Brighton Marathon Training Guide: Part 1

Planning, Patience and Progression

Any good marathon campaign is built of firm foundations check out our top tips under the three headings below right and you set yourself up to succeed;


– Be realistic about you’re the time you have to train. Don’t work of a 6-day a week plan if you know you can old train 4 days a week.

– Get yourself a training diary to log and record your progress.

– Ring-fence your training time in your diary – don’t let it become ‘ill squeeze it in when I can’.

– Think ahead and plan for training pinch points such as Christmas or a holiday abroad and think about how you can still get training in, even if it is through cross training.

– Plan your day – think about not only your running but also your rest and nutrition – if you are training in the evening for example think about how you’ll fuel yourself well in the day to nail that run!

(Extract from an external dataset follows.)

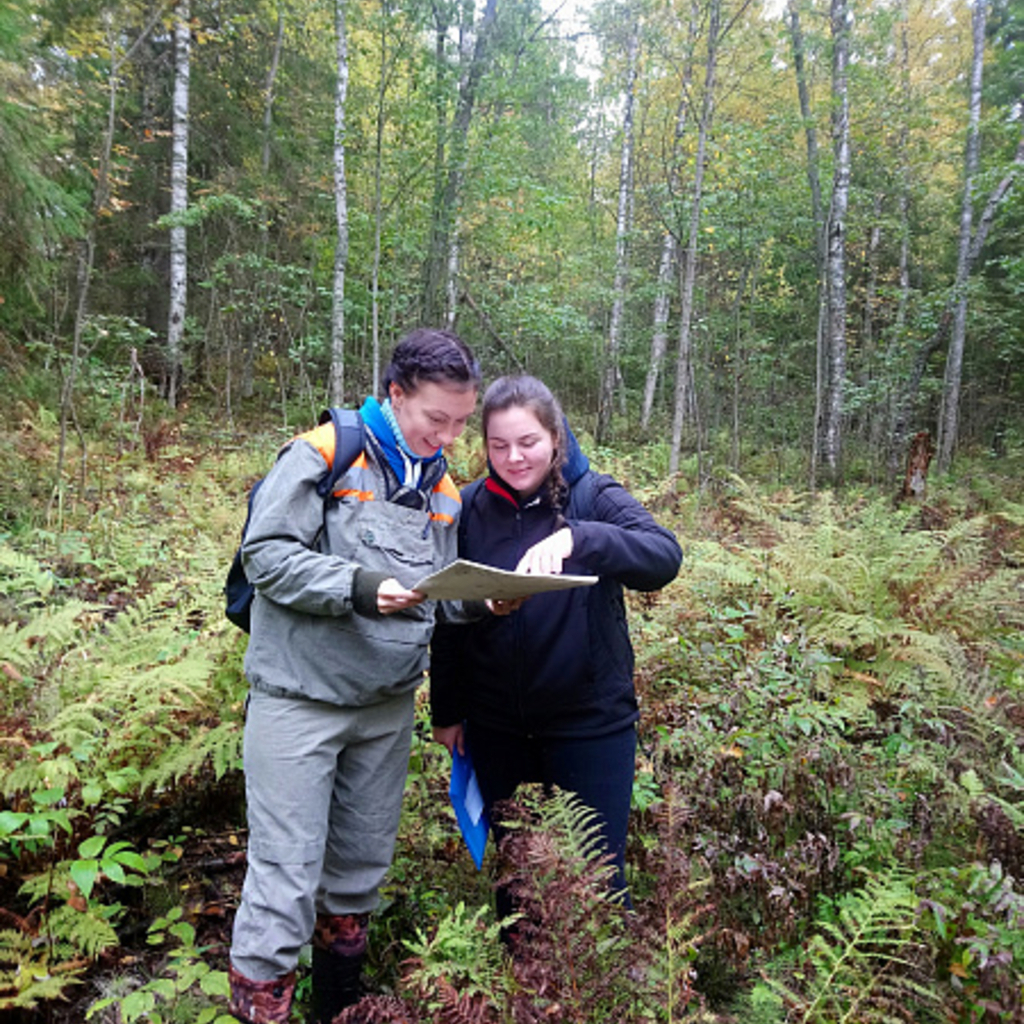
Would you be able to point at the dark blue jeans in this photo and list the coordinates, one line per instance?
(599, 770)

– Be happy with where you are now – forget what your mates are doing and where you feel you need to be on marathon day. If you for example should be starting off with a run/walk strategy do this in a planned way e.g. 5 minutes run, 2 mins walk and gradually reduce the walking breaks, rather than aiming to run as far as you can without stopping.

– Consistency is key – a solid 4 runs a week, every week will see you make better gains than 6 runs one week, 2 the next.

– The training you do today takes 3-4 weeks to bed in so don’t expect immediate results.

– Focus on building the base in the early weeks – as we outline below the early weeks should see you focusing on easy running, building a consistent pattern of training slowly without risking injury.

– The key period is 9 – 4 weeks out (6 weeks that count)


– Adding in the variety below is the first stage. Progressing each of those elements is how you really get fit. Turning your 90 minute into 3 hour runs, your 5 x 5 minute threshold session into 3 x 10 minutes, your 30 minutes of marathon pace work into 60 minutes…

– Be marathon specific – lots of very hard, short intervals can leave you feeling tired and like you have worked hard but are really only the icing on the cake in marathon training. Look to increase the volumes of your marathon pace and threshold running as you get closer to race day…not just run faster.

– Long runs – We all know these need to build but look to add a maximum 10-15 mins each week only otherwise you’ll risk injury.

– Take an easy week every 3-4 weeks, cutting back your overall volume by 30-40% and cutting back some of the intensity. This will help your body absorb and heal from the training you have completed before coming back stronger.

– Practice race pace in a race as you get closer to race day. A great way to include and test big chunks of marathon pace is to run a half marathon at your goal marathon pace as a challenging training run.

– Progress your conditioning and recovery as well as your running! As your training volume goes up so your focus on rest, conditioning and nutrition also needs to go up.